We will run two kinds of auctions. One is a sealed bid auction, called the second-price auction, and the other is an open bid auction, called the ascending-bid auction. The experiment starts with a session of sealed bid auctions, containing eight rounds of auctions each with fresh value assignment, and then proceeds to a session of ascending-bid auctions also containing eight rounds.

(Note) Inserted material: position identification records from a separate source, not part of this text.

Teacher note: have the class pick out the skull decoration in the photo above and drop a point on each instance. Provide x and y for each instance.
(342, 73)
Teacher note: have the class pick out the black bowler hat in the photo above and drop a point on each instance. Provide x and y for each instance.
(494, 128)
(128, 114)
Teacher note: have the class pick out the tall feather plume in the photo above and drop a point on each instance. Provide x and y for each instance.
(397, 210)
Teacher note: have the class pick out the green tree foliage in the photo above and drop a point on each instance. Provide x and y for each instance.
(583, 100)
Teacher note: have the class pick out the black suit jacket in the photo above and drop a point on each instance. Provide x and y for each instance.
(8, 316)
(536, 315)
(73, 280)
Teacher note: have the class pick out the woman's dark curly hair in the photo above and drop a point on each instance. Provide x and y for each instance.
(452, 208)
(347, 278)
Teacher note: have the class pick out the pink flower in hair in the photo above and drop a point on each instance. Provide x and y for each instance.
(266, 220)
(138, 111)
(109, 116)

(1) The Second-Priced Sealed Bid Auction

Each of you is paired with another anonymous participant. Every auction round starts with the value assignment. You and the other participant receive a number each as your prize value, which we call “assigned value.” After receiving the assigned value, both of you are asked to make a bid. That is, you have to specify a number to submit to the experimenters. We collect those submitted bids, and identify a bidder who submitted the higher bid between the two of you, as a winner. The winner receives the right to obtain her assigned value. In exchange, the winner has to pay the amount equal to the lower bid in the pair, that is, the bid amount the non-winner submitted. Please note that the payment required by the winner is not her own bid.

You know that you are paired with someone, but you do not know who is paired with you. There are two treatments as to pairing. In one treatment, you are paired with a different person, randomly determined, in every round. We call this treatment, “Part 1.” In the other treatment, you are paired with a person randomly in a first round, and continue to bid against this same anonymous person in the rest of the rounds. We call this treatment “Part 2.” In Part 1, we start with the second price auction for eight rounds, and then proceed to “Part 2” for eight rounds. After that, we conduct the ascending-bid auction experiments under the treatment of Part 1 and then Part 2.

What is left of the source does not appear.